Meet the IREX:
It's a soon-to-arrive device for reading eBooks — a rival to Amazon's Kindle and Sony's Reader — and according to the article Best Buy and Verizon Jump Into E-Reader Fray, you'll be able to buy the $399 touchscreen, Verizon 3G wireless (but not WiFi) IREX DR800SG at a kiosk inside your friendly local Best Buy store. (As one who has an AT&T 3G account for my iPhone, I'm wondering whether I'd need a separate plan for the IREX.)
"Starting this week," says the 9/22/09 article, "Best Buy is training thousands of its employees in how to talk about and demonstrate devices like the Sony Reader and IREX, and adding a new area to its 1,048 stores to showcase the devices. Best Buy previously sold e-book devices only on its Web site and in limited tests in stores."
The-eBook-Reader.com website has more about the IREX and also its predecessor iLiad eReaders (which didn't do very well) from the same company. Among the selling points of the IREX: it's "the first [dedicated] eBook reader other than the Amazon Kindle to offer free wireless service for quick and easy eBook downloads." Its 8.1-inch touchscreen makes it one of the bigger eReaders available. However, "you can't use your fingers for navigation; you have to use the [included] stylus."
Using the stylus — after a promised firmware upgrade — you'll be able to write stuff on the screen by hand, such as book annotations, that can then be converted to text and stored. But, sadly, "It seems the touchscreen doesn't serve much of a purpose at this point."
Here is a whole website dedicated specifically to the IREX.
At the main IREX website there is further information about this reader. PDF documents available there say it is "a sleek, 8.1‐inch, touch‐screen eReader," it "offers multi-mode 3G wireless capabilities," and it "supports multiple formats including industry standard ePub format and multiple DRM solutions, rather than a single, 'closed' proprietary format that locks content to a specific device."
Admittedly, that last item is a bit obscure. What does it mean?
First of all, "industry standard ePub format" refers to a format for eBooks which is being widely used for free-of-charge downloads of classic books that are in the public domain and no longer copyright protected. These digital editions can be distributed and redistributed for free — by anyone, to anyone, for any reason whatever.

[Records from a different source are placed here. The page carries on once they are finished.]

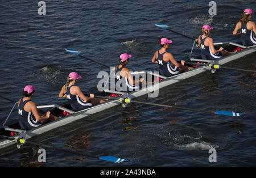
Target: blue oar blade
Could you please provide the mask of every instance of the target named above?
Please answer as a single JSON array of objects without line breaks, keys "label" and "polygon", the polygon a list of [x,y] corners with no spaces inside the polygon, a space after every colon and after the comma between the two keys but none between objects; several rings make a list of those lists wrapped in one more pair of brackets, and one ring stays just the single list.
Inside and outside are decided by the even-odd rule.
[{"label": "blue oar blade", "polygon": [[106,160],[112,163],[118,163],[127,161],[126,159],[115,158],[112,156],[101,156],[100,157],[100,159]]},{"label": "blue oar blade", "polygon": [[66,52],[67,52],[68,53],[73,54],[75,54],[75,55],[79,55],[80,54],[81,54],[81,52],[80,52],[79,51],[70,49],[65,49],[66,50]]},{"label": "blue oar blade", "polygon": [[214,114],[222,115],[229,116],[240,116],[243,115],[243,113],[239,113],[238,112],[230,112],[230,111],[215,111]]},{"label": "blue oar blade", "polygon": [[155,26],[156,26],[158,27],[162,28],[163,28],[163,29],[166,29],[166,28],[168,28],[169,27],[168,26],[166,26],[166,25],[164,25],[164,24],[155,24]]}]

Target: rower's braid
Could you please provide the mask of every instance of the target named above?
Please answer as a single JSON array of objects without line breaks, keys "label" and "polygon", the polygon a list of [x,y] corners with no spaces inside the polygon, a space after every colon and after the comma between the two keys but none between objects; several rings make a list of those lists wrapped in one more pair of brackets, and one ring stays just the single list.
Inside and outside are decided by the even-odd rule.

So they do not need to be copy-protected, which is what DRM (Digital Rights Management) is all about.
The IREX publicity seems to imply that it will give access to multiple kinds of DRM-encoded, copy-protected eBooks: "supports multiple formats including ... multiple DRM solutions." But this PDF-format fact sheet shows that's a bit overstated. For, among "DRM solutions" in today's eBook world, there are two main biggies, the Amazon Kindle format and the so-called eReader format ... and IREX does not support the former, only the latter.
The IREX fact sheet gives "Adobe PDF, EPUB, Newspaper Direct, Fictionwise, eReader, TXT" as the formats supported natively by IREX. EPUB and TXT are typically not DRM-protected. Newspaper Direct is limited to delivering newspapers electronically, not books. Fictionwise and eReader both use the eReader format — since they are basically the same company! Only the ability to read DRM-protected Adobe PDF eBooks adds any real value, and this is a format that is also supported by the Sony Reader and the Amazon Kindle DX (though not the less pricey Kindle proper — go figure).
Conspicuously absent on the IREX is the ability to download, unlock, and read Amazon Kindle eBooks. Also missing is support for Mobipocket, another DRM-protected format that is owned by ... you guessed it, Amazon.
This is not to say that the IREX is a bad deal. After all, it connects directly to the Barnes & Noble eBookstore — a big source for DRM-protected eBooks in the eReader format — just as the Kindle plugs you right into the Kindle Store at Amazon.com.
But the IREX is not going to be an eBook reader for all people. In fact, I'd say there is a proverbial eBook format war in progress: Amazon (cum Mobipocket) vs. everyone else (with Barnes & Noble as ringleader).
Until someone tells me different, I am under the impression that just about any eBook you can get for the Kindle, you can also get in eReader format for a Sony Reader or an IREX, albeit at not necessarily as low a price. But if you want to be able to tap into either eBook universe at will, your best bet still remains a multi-function mobile such as an iPhone. (See iPhone as eReader for more on that possibility.)